This study explores the relationship between mitochondrial DNA (mtDNA) levels, HbA1c, and post-COVID-19 syndrome (PCS) in patients with type 2 diabetes (T2D). Researchers found that lower mtDNA levels and higher HbA1c were key factors associated with PCS development. Using a gradient boosting machine (GBM) model, they identified these biomarkers as significant predictors of PCS, independent of COVID-19 severity or treatment received. The findings suggest a link between mitochondrial dysfunction, metabolic disturbances, and PCS in T2D patients.
Takeaways:
- Post-COVID-19 syndrome (PCS) is a significant health concern for T2D patients, persisting for up to six months after infection.
- Lower leukocyte mtDNA levels were observed in T2D patients with PCS compared to those without PCS.

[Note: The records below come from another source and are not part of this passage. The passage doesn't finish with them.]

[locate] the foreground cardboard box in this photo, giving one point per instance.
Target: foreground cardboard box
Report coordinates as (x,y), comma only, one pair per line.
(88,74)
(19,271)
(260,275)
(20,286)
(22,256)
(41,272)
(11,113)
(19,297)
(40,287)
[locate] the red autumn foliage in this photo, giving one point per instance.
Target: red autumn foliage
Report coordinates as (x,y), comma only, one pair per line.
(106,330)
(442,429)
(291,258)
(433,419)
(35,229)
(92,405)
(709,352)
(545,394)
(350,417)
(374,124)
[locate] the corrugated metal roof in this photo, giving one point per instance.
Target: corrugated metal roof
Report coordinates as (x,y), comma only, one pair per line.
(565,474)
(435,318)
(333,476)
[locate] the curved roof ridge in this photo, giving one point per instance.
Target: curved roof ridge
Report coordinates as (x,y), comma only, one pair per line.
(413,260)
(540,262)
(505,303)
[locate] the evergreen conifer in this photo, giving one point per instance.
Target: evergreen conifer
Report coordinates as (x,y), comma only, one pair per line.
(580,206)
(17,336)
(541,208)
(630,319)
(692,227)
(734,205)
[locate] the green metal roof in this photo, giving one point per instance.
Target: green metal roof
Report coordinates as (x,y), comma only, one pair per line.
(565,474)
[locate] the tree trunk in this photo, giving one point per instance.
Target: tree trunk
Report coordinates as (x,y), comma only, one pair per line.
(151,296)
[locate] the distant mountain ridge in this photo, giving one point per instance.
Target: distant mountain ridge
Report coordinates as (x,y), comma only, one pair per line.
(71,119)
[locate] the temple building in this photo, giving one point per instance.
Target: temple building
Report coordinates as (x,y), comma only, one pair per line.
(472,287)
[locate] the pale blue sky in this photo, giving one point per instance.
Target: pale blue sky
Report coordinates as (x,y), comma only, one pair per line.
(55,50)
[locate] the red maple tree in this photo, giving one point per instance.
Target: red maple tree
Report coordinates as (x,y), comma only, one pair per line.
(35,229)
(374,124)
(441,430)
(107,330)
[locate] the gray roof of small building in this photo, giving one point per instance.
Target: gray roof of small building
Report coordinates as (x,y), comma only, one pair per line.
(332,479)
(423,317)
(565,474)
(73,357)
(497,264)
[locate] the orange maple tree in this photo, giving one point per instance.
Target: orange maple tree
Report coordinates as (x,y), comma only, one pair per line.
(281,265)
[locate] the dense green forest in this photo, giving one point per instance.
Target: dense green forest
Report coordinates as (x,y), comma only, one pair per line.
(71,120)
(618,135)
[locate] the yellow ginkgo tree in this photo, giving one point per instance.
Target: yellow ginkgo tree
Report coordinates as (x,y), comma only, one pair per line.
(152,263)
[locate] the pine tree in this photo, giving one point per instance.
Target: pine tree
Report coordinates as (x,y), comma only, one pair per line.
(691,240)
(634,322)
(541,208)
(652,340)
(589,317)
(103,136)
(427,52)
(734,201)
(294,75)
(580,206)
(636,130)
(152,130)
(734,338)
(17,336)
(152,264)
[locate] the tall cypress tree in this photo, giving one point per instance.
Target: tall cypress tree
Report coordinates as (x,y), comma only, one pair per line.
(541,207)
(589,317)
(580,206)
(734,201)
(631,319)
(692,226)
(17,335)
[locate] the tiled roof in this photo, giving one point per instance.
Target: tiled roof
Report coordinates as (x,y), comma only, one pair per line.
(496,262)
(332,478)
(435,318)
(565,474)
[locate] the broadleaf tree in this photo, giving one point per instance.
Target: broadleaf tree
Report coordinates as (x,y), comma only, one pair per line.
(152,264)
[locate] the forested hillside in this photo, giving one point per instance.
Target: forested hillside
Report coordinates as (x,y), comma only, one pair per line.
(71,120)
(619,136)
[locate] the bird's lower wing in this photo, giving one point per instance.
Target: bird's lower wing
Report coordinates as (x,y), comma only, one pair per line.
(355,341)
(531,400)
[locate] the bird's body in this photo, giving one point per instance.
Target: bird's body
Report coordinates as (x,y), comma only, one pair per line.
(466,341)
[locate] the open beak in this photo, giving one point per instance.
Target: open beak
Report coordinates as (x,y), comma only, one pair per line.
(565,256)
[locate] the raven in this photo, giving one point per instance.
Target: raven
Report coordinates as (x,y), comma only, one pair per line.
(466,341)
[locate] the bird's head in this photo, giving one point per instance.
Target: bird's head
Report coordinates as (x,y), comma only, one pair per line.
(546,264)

- HbA1c and mtDNA were the strongest independent predictors of PCS development.
- Mitochondrial dysfunction plays a critical role in PCS, potentially through inflammation, oxidative stress, and DNA damage.
- SARS-CoV-2 can impair mitochondrial function, leading to systemic inflammation and endothelial dysfunction.
- A machine learning model (GBM) identified HbA1c and mtDNA as the most influential factors in PCS prediction.
- These findings highlight the importance of mitochondrial health and metabolic control in managing PCS risk in T2D patients.